Last weekend I returned to the juniper woodland in Ellisville Habor State Park that I wrote about in October. My time in Plymouth is coming to a close, and I wanted to wander in the location that first made me feel at home in the Bay State. This time around, the vegetation was more dense; there was more poison ivy and greenbrier between the cedar and pitch pine trees. But I still felt at home. After a sweaty hike and a tramp through overheated sand, my heart rate and breathing slowed down when I was back amidst the sandy patch of evergreen trees. And when I sat down beneath a red cedar to catch my breath, I didn’t just relax: I felt welcomed. I sensed that I mattered to this place. By making myself present to a part of the landscape that I loved, I was reciprocating nature’s care, and in that manor I was facilitating a small degree of ecological healing.
This mode of healing only makes sense if one understands that “the environment” is not an inert substrate, absent of its own desires and intentions. When we do jettison the conception of nature as unfeeling and nonliving, the truism reveals itself that every organism has its place in the landscape, including humans. At its root, I believe that most of the environmental degradation we see in our world today is the result of us removing ourselves from the landscape and thinking we can transcend material nature. But when we “return to Earth,” we come home and make the ecological picture whole again.

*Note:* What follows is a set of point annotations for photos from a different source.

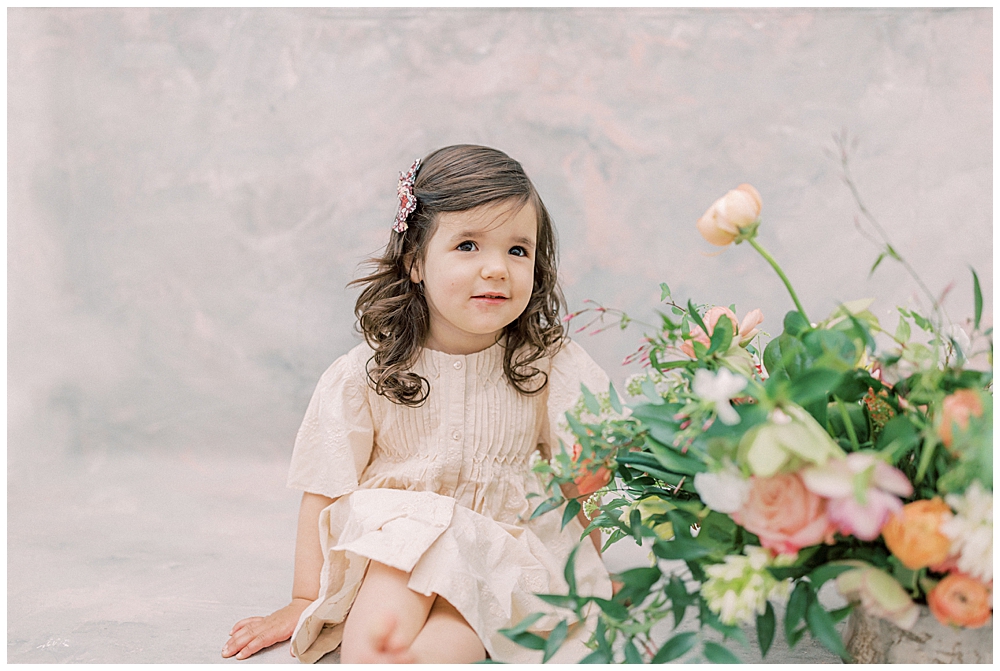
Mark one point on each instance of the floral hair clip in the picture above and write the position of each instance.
(407, 201)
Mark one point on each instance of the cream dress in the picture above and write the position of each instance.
(440, 491)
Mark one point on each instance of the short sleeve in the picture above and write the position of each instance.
(334, 442)
(571, 368)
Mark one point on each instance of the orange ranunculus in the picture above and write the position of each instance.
(913, 535)
(956, 409)
(960, 601)
(589, 483)
(729, 215)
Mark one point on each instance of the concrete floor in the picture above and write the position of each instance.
(136, 559)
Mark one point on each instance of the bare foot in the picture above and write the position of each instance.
(384, 648)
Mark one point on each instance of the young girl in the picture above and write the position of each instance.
(414, 539)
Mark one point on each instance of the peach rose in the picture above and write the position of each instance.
(913, 535)
(729, 215)
(589, 483)
(743, 331)
(956, 409)
(784, 514)
(960, 601)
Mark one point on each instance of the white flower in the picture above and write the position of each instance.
(971, 531)
(724, 491)
(739, 588)
(717, 389)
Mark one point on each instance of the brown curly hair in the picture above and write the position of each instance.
(391, 310)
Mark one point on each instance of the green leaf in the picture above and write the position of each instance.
(616, 403)
(675, 647)
(898, 437)
(796, 609)
(649, 389)
(556, 639)
(635, 522)
(674, 461)
(679, 600)
(546, 506)
(795, 323)
(765, 629)
(722, 336)
(903, 330)
(612, 609)
(875, 265)
(719, 654)
(695, 317)
(977, 295)
(814, 385)
(823, 629)
(572, 508)
(570, 571)
(597, 657)
(680, 549)
(590, 400)
(632, 655)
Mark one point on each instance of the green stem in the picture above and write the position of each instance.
(781, 274)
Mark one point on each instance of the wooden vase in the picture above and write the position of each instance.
(872, 640)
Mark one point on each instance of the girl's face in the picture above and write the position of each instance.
(478, 272)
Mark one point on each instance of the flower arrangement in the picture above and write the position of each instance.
(773, 469)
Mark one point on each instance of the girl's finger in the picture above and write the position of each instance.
(242, 622)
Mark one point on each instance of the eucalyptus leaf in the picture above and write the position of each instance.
(795, 323)
(821, 626)
(556, 638)
(616, 403)
(675, 647)
(719, 654)
(695, 317)
(632, 655)
(765, 629)
(796, 609)
(722, 336)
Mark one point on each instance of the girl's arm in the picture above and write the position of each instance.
(255, 633)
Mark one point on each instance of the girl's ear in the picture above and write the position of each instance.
(415, 272)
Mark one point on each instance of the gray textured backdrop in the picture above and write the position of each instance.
(189, 191)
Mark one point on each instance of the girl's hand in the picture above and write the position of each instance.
(256, 633)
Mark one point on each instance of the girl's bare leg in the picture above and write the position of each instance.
(446, 638)
(385, 618)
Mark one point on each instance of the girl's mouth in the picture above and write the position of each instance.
(490, 298)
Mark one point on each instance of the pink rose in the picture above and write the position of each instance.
(743, 331)
(728, 216)
(784, 514)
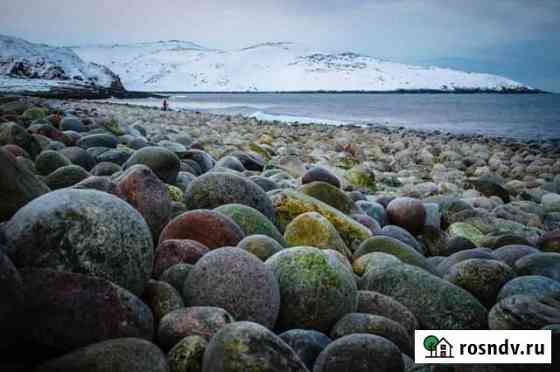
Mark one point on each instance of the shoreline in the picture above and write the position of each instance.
(247, 215)
(363, 125)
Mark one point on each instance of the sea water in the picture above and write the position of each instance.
(521, 116)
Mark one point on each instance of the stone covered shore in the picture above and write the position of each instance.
(133, 239)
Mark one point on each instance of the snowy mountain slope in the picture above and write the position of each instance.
(184, 66)
(41, 69)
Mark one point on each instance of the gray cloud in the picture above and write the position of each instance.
(404, 30)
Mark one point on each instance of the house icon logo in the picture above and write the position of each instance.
(438, 348)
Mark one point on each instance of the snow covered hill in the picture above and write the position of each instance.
(179, 66)
(39, 69)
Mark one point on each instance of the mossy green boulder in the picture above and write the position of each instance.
(361, 264)
(330, 195)
(162, 298)
(261, 246)
(35, 113)
(466, 231)
(530, 285)
(187, 355)
(316, 289)
(251, 221)
(389, 245)
(215, 189)
(312, 229)
(290, 204)
(436, 303)
(360, 176)
(249, 347)
(176, 194)
(481, 277)
(113, 126)
(375, 325)
(122, 354)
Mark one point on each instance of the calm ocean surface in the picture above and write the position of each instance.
(518, 116)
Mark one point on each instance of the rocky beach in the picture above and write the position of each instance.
(133, 239)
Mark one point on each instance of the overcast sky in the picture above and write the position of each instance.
(516, 38)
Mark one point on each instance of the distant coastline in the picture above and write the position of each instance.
(399, 91)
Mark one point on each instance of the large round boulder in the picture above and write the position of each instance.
(455, 258)
(142, 189)
(164, 163)
(374, 210)
(370, 302)
(261, 246)
(322, 175)
(375, 325)
(84, 231)
(550, 242)
(236, 281)
(79, 156)
(312, 229)
(330, 195)
(120, 355)
(531, 285)
(316, 288)
(98, 140)
(11, 287)
(176, 275)
(436, 303)
(176, 251)
(524, 312)
(389, 245)
(307, 344)
(408, 213)
(49, 161)
(543, 264)
(12, 133)
(251, 221)
(203, 321)
(481, 277)
(162, 299)
(210, 228)
(247, 346)
(511, 253)
(66, 176)
(64, 311)
(187, 354)
(215, 189)
(360, 353)
(18, 185)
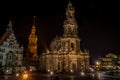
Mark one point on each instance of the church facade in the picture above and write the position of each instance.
(11, 53)
(65, 54)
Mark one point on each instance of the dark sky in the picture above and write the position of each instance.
(98, 22)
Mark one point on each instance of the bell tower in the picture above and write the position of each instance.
(70, 24)
(32, 45)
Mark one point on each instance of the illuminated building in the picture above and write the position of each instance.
(109, 62)
(32, 55)
(11, 53)
(65, 54)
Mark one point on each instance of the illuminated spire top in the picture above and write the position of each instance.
(9, 29)
(34, 20)
(70, 10)
(33, 27)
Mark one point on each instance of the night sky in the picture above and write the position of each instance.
(98, 23)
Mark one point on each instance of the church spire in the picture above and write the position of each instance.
(34, 20)
(70, 10)
(70, 24)
(33, 31)
(9, 26)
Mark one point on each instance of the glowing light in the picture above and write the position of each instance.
(71, 70)
(82, 73)
(17, 74)
(25, 76)
(51, 73)
(48, 70)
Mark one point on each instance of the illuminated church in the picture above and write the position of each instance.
(65, 54)
(31, 56)
(11, 53)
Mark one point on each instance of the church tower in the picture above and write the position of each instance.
(32, 45)
(71, 41)
(70, 24)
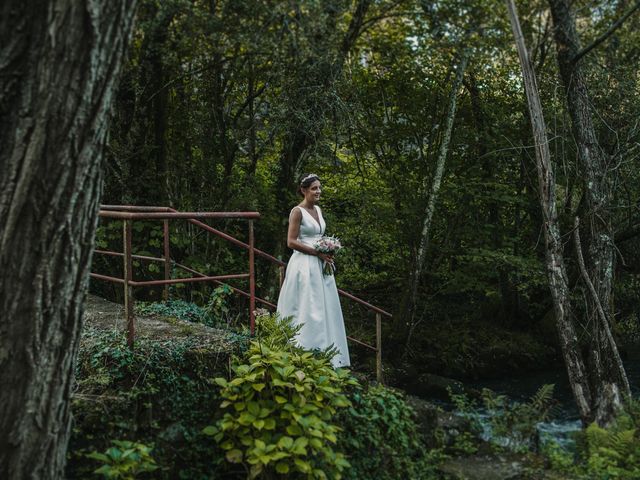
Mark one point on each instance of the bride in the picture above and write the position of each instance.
(307, 295)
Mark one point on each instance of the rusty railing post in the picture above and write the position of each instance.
(252, 280)
(379, 347)
(167, 259)
(128, 288)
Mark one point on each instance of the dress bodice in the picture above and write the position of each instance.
(310, 229)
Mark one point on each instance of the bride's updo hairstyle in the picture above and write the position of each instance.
(306, 181)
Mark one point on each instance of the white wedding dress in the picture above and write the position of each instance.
(311, 297)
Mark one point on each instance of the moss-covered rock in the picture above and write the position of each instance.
(158, 394)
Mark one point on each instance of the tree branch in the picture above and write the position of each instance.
(606, 34)
(604, 318)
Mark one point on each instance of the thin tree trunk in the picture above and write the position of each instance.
(556, 270)
(433, 191)
(58, 65)
(608, 378)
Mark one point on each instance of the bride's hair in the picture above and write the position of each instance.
(306, 181)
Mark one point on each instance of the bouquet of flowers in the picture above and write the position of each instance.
(329, 246)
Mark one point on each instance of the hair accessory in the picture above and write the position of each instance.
(311, 175)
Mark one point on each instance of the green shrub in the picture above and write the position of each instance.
(603, 453)
(159, 392)
(614, 452)
(216, 312)
(279, 406)
(381, 438)
(125, 460)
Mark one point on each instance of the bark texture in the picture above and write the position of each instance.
(432, 190)
(556, 270)
(607, 376)
(58, 65)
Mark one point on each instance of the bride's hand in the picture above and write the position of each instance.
(326, 257)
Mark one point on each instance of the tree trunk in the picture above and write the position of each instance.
(58, 64)
(608, 377)
(433, 190)
(556, 270)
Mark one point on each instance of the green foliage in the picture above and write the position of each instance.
(603, 453)
(279, 406)
(158, 393)
(381, 439)
(215, 313)
(174, 308)
(615, 452)
(125, 460)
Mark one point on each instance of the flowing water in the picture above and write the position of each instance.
(566, 420)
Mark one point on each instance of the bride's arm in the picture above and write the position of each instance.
(295, 218)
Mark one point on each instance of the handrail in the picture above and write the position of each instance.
(128, 213)
(279, 262)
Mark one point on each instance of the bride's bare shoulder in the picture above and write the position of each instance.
(295, 213)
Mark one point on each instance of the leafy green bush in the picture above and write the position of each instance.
(177, 309)
(215, 313)
(159, 392)
(381, 438)
(125, 460)
(279, 406)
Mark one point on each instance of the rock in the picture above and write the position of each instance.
(485, 467)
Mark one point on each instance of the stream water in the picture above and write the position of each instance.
(566, 419)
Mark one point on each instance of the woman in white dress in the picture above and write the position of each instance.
(307, 295)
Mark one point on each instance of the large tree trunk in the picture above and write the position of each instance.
(608, 378)
(58, 65)
(556, 270)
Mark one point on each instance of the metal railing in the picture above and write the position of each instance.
(130, 213)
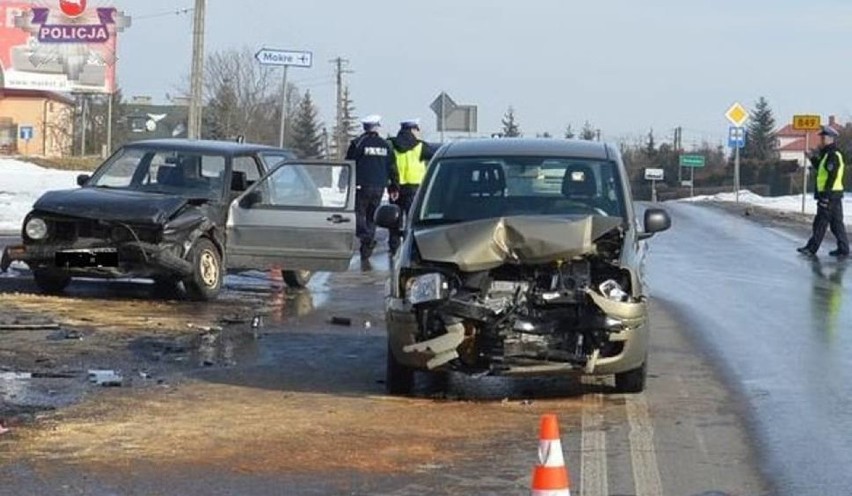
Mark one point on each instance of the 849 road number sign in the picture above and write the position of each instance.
(806, 122)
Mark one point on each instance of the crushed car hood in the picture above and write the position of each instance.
(489, 243)
(121, 205)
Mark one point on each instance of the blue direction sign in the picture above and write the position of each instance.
(271, 56)
(27, 132)
(736, 137)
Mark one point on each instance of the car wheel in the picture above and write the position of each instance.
(632, 381)
(297, 279)
(399, 379)
(206, 279)
(51, 281)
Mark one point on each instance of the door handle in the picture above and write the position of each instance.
(338, 219)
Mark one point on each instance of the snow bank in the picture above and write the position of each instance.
(22, 183)
(791, 204)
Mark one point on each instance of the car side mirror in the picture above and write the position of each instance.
(656, 220)
(251, 199)
(389, 217)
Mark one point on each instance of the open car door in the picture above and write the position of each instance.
(299, 216)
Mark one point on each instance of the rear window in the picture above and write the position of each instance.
(465, 189)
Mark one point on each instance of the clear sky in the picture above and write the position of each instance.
(625, 65)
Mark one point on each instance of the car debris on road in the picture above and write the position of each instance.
(106, 378)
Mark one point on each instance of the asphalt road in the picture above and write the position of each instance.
(301, 410)
(779, 325)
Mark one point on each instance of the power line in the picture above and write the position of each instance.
(177, 12)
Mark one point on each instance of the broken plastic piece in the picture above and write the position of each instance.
(612, 290)
(443, 347)
(341, 321)
(105, 378)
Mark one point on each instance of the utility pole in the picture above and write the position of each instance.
(339, 132)
(197, 78)
(85, 119)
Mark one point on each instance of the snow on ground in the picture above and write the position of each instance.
(791, 204)
(22, 184)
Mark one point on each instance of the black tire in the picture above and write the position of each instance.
(206, 280)
(399, 379)
(632, 381)
(51, 281)
(297, 279)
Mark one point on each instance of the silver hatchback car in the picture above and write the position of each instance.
(520, 257)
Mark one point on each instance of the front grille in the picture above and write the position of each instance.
(70, 230)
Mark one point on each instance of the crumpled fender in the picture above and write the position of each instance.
(632, 314)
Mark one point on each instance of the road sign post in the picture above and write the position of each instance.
(27, 133)
(284, 59)
(737, 115)
(654, 175)
(693, 162)
(806, 123)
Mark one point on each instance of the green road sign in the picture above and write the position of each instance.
(692, 160)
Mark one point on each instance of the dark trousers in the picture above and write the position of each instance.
(830, 217)
(406, 198)
(367, 201)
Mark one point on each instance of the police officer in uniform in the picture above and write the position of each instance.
(375, 171)
(412, 155)
(830, 168)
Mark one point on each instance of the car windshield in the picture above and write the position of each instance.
(173, 172)
(466, 189)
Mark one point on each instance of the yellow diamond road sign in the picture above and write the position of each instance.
(737, 114)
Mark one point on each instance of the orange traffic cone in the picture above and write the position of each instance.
(550, 476)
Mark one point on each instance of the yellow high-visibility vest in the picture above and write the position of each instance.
(411, 168)
(822, 175)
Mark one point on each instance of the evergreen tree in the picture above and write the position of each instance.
(219, 119)
(510, 125)
(760, 139)
(588, 133)
(307, 134)
(349, 125)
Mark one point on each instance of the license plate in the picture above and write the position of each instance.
(96, 257)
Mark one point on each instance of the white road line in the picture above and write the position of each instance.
(646, 473)
(593, 476)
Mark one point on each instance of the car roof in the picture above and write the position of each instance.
(210, 146)
(527, 147)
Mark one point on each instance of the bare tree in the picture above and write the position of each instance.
(243, 98)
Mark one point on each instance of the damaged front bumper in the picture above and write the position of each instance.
(135, 258)
(623, 332)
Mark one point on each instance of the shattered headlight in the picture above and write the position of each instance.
(36, 229)
(613, 291)
(425, 288)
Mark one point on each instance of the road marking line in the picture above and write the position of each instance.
(593, 475)
(646, 473)
(784, 234)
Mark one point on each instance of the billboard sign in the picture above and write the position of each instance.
(59, 45)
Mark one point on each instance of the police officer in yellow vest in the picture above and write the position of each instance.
(830, 168)
(412, 156)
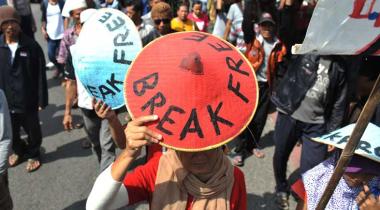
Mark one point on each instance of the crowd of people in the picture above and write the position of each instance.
(311, 95)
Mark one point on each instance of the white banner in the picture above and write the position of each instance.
(107, 45)
(369, 145)
(342, 27)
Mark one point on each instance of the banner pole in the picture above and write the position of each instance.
(348, 152)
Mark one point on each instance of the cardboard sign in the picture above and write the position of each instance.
(369, 145)
(107, 45)
(346, 27)
(201, 87)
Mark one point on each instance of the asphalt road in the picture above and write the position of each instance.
(68, 171)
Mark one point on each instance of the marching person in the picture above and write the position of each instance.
(199, 17)
(182, 22)
(97, 129)
(52, 29)
(5, 151)
(161, 15)
(311, 101)
(195, 180)
(146, 31)
(23, 80)
(266, 52)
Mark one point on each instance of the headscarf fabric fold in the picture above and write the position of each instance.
(174, 184)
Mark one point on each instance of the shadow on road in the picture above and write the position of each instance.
(79, 205)
(51, 124)
(72, 149)
(261, 202)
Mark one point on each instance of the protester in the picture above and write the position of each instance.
(113, 4)
(368, 201)
(195, 180)
(52, 29)
(5, 151)
(265, 53)
(360, 172)
(28, 24)
(181, 22)
(199, 17)
(311, 101)
(70, 36)
(222, 7)
(97, 129)
(146, 31)
(161, 16)
(234, 32)
(360, 181)
(147, 18)
(368, 73)
(23, 80)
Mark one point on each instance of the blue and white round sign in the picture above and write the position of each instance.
(107, 45)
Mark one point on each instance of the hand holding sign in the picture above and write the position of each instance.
(203, 90)
(107, 45)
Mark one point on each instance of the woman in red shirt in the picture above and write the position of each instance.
(174, 180)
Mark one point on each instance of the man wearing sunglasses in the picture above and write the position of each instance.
(161, 16)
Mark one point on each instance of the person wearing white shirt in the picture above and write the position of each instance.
(52, 29)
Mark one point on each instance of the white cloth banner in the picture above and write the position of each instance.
(342, 27)
(107, 45)
(369, 145)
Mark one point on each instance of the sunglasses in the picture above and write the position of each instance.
(158, 21)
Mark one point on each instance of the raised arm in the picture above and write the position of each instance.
(108, 191)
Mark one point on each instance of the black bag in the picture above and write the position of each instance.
(300, 76)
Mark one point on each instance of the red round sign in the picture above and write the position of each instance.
(203, 90)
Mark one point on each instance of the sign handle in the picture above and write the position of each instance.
(348, 152)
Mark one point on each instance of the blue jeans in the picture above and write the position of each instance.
(286, 134)
(99, 134)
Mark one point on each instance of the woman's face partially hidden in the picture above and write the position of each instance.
(199, 163)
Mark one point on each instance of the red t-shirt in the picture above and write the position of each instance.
(141, 182)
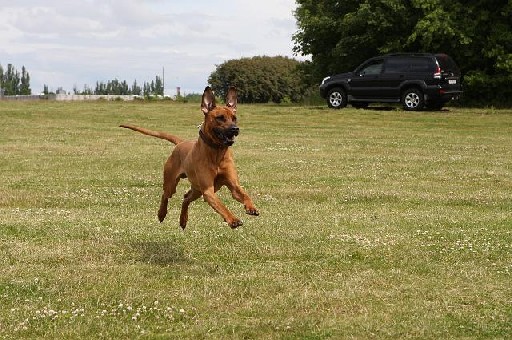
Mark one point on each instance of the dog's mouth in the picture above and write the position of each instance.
(227, 136)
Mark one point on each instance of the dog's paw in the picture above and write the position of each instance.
(253, 212)
(235, 224)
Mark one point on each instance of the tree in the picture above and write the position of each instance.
(259, 79)
(341, 34)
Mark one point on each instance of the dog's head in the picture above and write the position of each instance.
(219, 122)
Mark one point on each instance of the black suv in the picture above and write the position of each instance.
(417, 80)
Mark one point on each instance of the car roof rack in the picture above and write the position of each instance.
(408, 54)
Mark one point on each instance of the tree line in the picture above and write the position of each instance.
(116, 87)
(13, 83)
(339, 35)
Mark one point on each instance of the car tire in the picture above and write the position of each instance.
(412, 99)
(337, 98)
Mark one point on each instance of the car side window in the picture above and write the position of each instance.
(372, 69)
(396, 65)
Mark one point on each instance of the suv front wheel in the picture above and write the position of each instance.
(337, 98)
(412, 99)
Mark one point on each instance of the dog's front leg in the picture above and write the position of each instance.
(189, 197)
(214, 201)
(241, 196)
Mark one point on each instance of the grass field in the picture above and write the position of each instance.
(374, 224)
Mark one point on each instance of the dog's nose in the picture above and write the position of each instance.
(234, 130)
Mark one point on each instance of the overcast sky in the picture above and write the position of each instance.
(67, 43)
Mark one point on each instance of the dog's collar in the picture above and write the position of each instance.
(209, 142)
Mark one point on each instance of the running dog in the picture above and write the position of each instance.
(207, 162)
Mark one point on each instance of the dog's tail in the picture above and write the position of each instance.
(158, 134)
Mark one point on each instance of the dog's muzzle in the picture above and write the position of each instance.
(227, 136)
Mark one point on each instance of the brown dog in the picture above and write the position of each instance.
(207, 163)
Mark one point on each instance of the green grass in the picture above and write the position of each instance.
(374, 224)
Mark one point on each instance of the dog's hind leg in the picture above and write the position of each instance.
(189, 197)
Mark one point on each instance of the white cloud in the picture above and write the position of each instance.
(72, 43)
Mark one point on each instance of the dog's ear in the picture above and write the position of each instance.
(208, 100)
(231, 98)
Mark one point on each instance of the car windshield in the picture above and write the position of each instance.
(374, 67)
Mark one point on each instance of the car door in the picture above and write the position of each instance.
(365, 83)
(394, 73)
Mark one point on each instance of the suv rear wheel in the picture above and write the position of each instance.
(412, 99)
(337, 98)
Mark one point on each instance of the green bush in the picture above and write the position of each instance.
(481, 89)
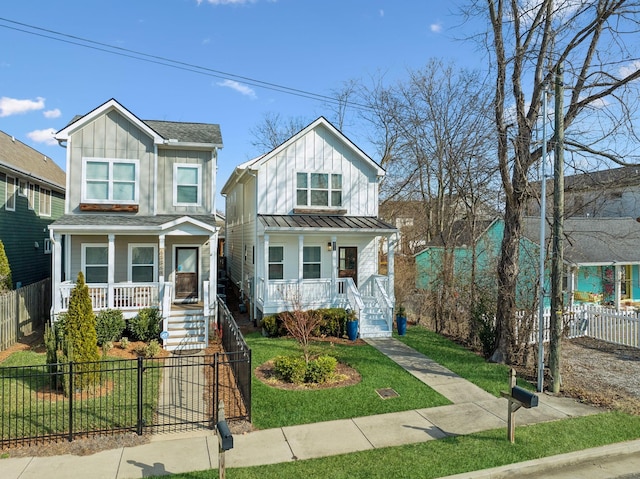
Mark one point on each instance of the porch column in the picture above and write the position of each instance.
(300, 265)
(111, 274)
(391, 256)
(265, 274)
(57, 274)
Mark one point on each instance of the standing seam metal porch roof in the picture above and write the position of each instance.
(297, 222)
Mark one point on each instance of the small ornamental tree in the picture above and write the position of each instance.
(81, 338)
(6, 283)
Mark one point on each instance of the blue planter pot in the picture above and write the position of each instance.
(401, 323)
(352, 330)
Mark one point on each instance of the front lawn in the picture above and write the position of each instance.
(272, 407)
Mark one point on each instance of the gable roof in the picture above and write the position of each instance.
(255, 163)
(593, 241)
(162, 132)
(30, 163)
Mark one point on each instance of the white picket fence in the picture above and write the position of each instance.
(598, 322)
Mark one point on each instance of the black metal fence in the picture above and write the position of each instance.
(237, 362)
(71, 400)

As I’ve written here before, I don’t think we can truly heal the planet unless each one of us does the internal work of interrogating our relationships with place. Similarly, I don’t think that a frenzy of ecological restoration projects on their own will have a lasting effect unless the architects and the citizen beneficiaries of these projects thoroughly transform their mechanistic Industrial Age mindset to one of holism and ecology. And somewhere in there, we have to let ourselves feel welcomed by other-than-human nature: the trees, the birds, and the wind. Only then can we give love back and restore the places we call home.